I particularly like the feet in the second one.


----------



## Corry (Feb 12, 2005)

Oooh, interesting theme! And I like the feet in the second as well.


----------



## hobbes28 (Feb 12, 2005)

That is a good theme.  The guy on the far right of the top picture looks a little like Robert DiNero.


----------



## Hertz van Rental (Feb 13, 2005)

hobbes28 said:
			
		

> That is a good theme.  The guy on the far right of the top picture looks a little like Robert DiNero.


No, not DiNero. Guess again.


----------



## Tammy (Feb 14, 2005)

For some reason I was watching the intro to a show about Van Halen - and Terry Jones popped into my head.


----------



## Hertz van Rental (Feb 15, 2005)

:mrgreen: (it's the most appropriately smug smilie I can find) and the other guy is Mike Rosen. Well I did say I used to do this sort of thing for a living.....


----------



## NikonChick (Mar 6, 2005)

As soon as I saw the theme, I was reminded of this shot.


----------



## Hertz van Rental (Mar 9, 2005)

Now I like that one. Love the harmonising colour - makes the pic. Not sure wether I like her eyes looking out of frame though... No. You're right. It works. Maybe a bit more air over her head to balance the feet though.
Nice one.


----------



## NikonChick (Mar 14, 2005)

Hertz van Rental said:
			
		

> Now I like that one. Love the harmonising colour - makes the pic. Not sure wether I like her eyes looking out of frame though... No. You're right. It works. Maybe a bit more air over her head to balance the feet though.
> Nice one.



Thanks. 
A lot of people are iffy about the eyes being up that far. Its actually a self portrait and Im not big on having my pic taken so I usually look out of frame. Plus people comment all the time that I have huge eyes... I never got that till I did a few shots like this.


----------



## Belvedere (Mar 14, 2005)

Really interesting shots! Did you know the families?
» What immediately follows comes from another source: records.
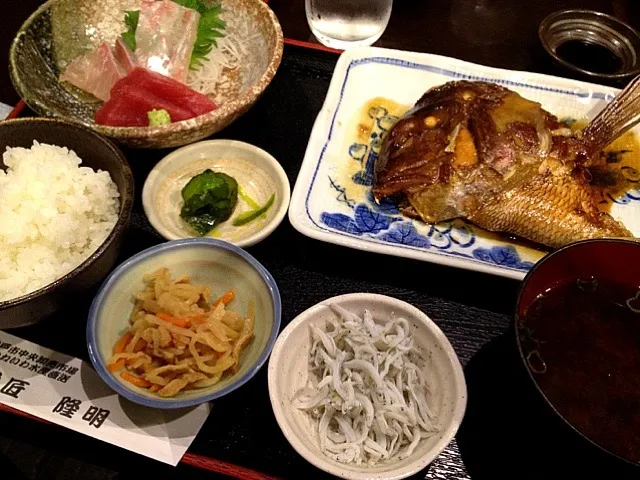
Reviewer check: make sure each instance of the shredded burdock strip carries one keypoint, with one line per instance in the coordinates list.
(178, 340)
(371, 399)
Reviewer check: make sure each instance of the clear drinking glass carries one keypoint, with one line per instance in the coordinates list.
(348, 23)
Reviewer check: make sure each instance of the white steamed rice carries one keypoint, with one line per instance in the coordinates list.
(53, 215)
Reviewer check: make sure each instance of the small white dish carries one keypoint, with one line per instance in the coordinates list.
(256, 171)
(288, 373)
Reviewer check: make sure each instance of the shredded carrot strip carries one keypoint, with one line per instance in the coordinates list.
(199, 320)
(122, 343)
(178, 322)
(137, 381)
(226, 298)
(115, 366)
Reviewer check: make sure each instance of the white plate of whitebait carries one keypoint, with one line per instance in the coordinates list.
(366, 386)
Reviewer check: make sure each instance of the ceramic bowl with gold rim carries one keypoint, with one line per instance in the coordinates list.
(258, 174)
(60, 30)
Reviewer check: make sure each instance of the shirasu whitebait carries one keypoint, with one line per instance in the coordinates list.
(368, 394)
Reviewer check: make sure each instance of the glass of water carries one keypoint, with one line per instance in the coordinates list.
(348, 23)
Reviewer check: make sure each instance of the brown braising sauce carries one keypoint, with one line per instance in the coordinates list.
(589, 56)
(582, 342)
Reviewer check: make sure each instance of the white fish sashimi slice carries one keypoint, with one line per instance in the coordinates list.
(94, 72)
(165, 37)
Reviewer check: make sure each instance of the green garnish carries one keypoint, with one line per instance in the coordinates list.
(209, 28)
(209, 199)
(131, 18)
(159, 117)
(246, 217)
(247, 198)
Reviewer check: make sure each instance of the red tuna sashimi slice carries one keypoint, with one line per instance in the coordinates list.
(167, 88)
(165, 37)
(95, 72)
(129, 106)
(124, 56)
(120, 112)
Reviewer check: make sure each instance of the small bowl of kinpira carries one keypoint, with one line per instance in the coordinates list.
(577, 327)
(222, 189)
(183, 323)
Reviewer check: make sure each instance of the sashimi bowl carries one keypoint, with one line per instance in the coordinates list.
(233, 75)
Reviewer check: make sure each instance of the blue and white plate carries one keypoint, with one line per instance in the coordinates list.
(370, 88)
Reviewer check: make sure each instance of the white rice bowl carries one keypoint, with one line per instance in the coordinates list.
(54, 214)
Great Idea!
Noah


----------



## CrazyAva (Mar 15, 2005)

NikonChick said:
			
		

> As soon as I saw the theme, I was reminded of this shot.


Excellent job for a self portrait..........I have not yet mastered taking a pic of myself..........although I am sure I have captured some good ones, but I absolutely hate pictures of myself.


----------



## NikonChick (Mar 15, 2005)

Thanks. Portraiture isnt my strong suit(in the slightest), especially getting self portraits in focus, but I was pretty happy with this one.


----------



## ksmattfish (Mar 15, 2005)

Hertz van Rental said:
			
		

> No, not DiNero. Guess again.



Wow!   I thought he looked familiar when I first saw this post.  Did you meet him as a photographer, or some other way?
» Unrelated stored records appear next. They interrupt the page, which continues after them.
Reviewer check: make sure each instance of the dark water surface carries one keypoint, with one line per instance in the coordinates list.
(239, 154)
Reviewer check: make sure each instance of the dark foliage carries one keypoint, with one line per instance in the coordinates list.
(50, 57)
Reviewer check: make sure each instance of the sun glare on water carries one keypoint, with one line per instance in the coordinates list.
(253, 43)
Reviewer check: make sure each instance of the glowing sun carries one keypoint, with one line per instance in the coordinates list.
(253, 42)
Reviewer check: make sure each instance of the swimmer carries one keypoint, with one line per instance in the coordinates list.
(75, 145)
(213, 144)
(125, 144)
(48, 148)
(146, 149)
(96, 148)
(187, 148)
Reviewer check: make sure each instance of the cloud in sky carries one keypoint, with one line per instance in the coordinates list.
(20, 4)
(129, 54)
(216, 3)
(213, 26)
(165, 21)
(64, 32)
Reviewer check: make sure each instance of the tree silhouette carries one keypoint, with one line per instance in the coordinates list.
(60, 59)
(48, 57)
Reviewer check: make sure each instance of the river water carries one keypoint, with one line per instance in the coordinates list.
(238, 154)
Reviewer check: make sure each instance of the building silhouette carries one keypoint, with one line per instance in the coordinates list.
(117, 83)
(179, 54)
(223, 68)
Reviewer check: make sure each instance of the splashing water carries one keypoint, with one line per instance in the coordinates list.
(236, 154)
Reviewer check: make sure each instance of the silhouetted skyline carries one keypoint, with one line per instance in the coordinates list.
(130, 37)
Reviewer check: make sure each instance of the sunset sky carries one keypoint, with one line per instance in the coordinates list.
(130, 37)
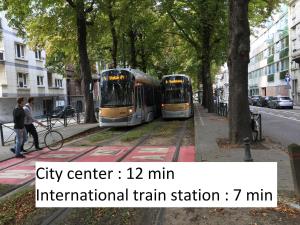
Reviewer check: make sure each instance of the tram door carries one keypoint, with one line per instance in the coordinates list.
(139, 95)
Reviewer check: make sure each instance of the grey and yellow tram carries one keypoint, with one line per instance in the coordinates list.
(177, 96)
(127, 97)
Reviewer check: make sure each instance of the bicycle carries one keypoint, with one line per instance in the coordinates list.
(52, 139)
(255, 126)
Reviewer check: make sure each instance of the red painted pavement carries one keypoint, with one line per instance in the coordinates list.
(25, 171)
(187, 154)
(14, 161)
(151, 154)
(104, 154)
(25, 168)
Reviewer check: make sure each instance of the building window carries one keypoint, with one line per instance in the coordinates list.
(38, 54)
(284, 43)
(271, 50)
(49, 77)
(22, 80)
(40, 80)
(58, 83)
(284, 65)
(1, 55)
(20, 51)
(271, 69)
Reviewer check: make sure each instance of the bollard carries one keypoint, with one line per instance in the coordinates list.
(65, 120)
(294, 153)
(248, 157)
(1, 133)
(260, 127)
(78, 117)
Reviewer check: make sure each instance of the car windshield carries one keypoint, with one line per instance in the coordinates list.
(116, 88)
(285, 98)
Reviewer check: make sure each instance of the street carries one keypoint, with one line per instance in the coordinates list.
(281, 125)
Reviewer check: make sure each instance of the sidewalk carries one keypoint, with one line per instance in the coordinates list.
(67, 132)
(209, 128)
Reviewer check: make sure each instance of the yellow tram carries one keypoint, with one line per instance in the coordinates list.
(177, 96)
(127, 97)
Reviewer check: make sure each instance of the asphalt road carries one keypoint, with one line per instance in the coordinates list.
(281, 125)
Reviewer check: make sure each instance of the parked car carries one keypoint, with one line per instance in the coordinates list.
(281, 102)
(264, 101)
(61, 111)
(255, 99)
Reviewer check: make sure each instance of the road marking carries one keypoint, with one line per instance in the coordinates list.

Here's my theme contribution...

camera:  Rolleiflex 3.5E Planar
film:  Arista Pro 400
hand held, Vivitar 285HV flash bounced off ceiling


----------



## LaFoto (Mar 16, 2005)

Oh my. Can't compete with any of these here, but the theme instantly reminded my of these photos of my son, who apparently likes "his" (?) sofa very much, and in all positions:





(Taken by this young man's little sister with her cheap point-and-shoot camera)





(Taken by same photographer as above, but with my [film] camera)





(... and draped over the sofa again watching telly - no! Sorry! Shortly interrupting this 'activity' by glancing over to what his mother's doing).

Are they too different from your original idea, Hertz?


----------



## Hertz van Rental (Mar 16, 2005)

ksmattfish said:
			
		

> Wow!   I thought he looked familiar when I first saw this post.  Did you meet him as a photographer, or some other way?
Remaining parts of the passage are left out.